Performative Crash Sites: Spectacle, Intersectionality and Digital Visibility On Tumblr
The micro-blogging platform of Tumblr is becoming a digital landscape that takes intersectional bodies seriously. Not because of a mainstream or academic feminist intervention, but through the work and involvement of young, Queer of Color individuals who move their bodies to the forefront of digital visibility. Tumblr dashboards, and the bodies that fill them, all function as performative crash sites: the theoretical location where race, gender, sexual orientation, class, religion, and other embodiments collide. In a performative crash site, these constructs become violently entangled. Just like a “real” crash, one can identify separate constructs, but to do so, they must look among the pieces of the others.

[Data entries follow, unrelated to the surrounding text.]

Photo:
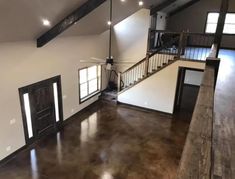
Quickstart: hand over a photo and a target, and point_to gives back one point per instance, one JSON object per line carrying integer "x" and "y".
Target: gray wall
{"x": 194, "y": 19}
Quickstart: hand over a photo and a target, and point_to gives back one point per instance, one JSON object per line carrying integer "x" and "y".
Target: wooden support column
{"x": 220, "y": 26}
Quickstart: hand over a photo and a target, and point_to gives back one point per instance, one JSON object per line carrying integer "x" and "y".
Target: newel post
{"x": 181, "y": 45}
{"x": 119, "y": 82}
{"x": 146, "y": 65}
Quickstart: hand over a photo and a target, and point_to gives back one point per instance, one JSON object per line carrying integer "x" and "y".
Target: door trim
{"x": 26, "y": 89}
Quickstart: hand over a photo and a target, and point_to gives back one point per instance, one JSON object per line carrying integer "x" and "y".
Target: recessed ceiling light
{"x": 109, "y": 23}
{"x": 46, "y": 22}
{"x": 141, "y": 3}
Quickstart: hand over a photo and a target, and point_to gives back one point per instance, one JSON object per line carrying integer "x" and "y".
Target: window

Central to this theoretical approach are the ideas of spectacle, audience, and intent. To continue with the metaphor of a car crash, there is very often an audience for these sites of collision. Spectators are always eager to see how “bad” the crash is, and what the outcome if the wreckage will be. Both the Tumblr users’ bodies and their dashboards are sites of
constant spectacle, scrutiny, and high visibility. The public nature of the Tumblr, combined with the purposeful conspicuousness of the bloggers make it a site where narratives of embodiment, spectacle, and digital visibility within intersectional bodies easily accessible. As it is a digital space that is controlled by the bloggers who place their bodies at the visible forefront, Tumblr is a location that seriously acknowledges intersectionality, grants visibility and voice to intersectional bodies, and functions as a performative crash site.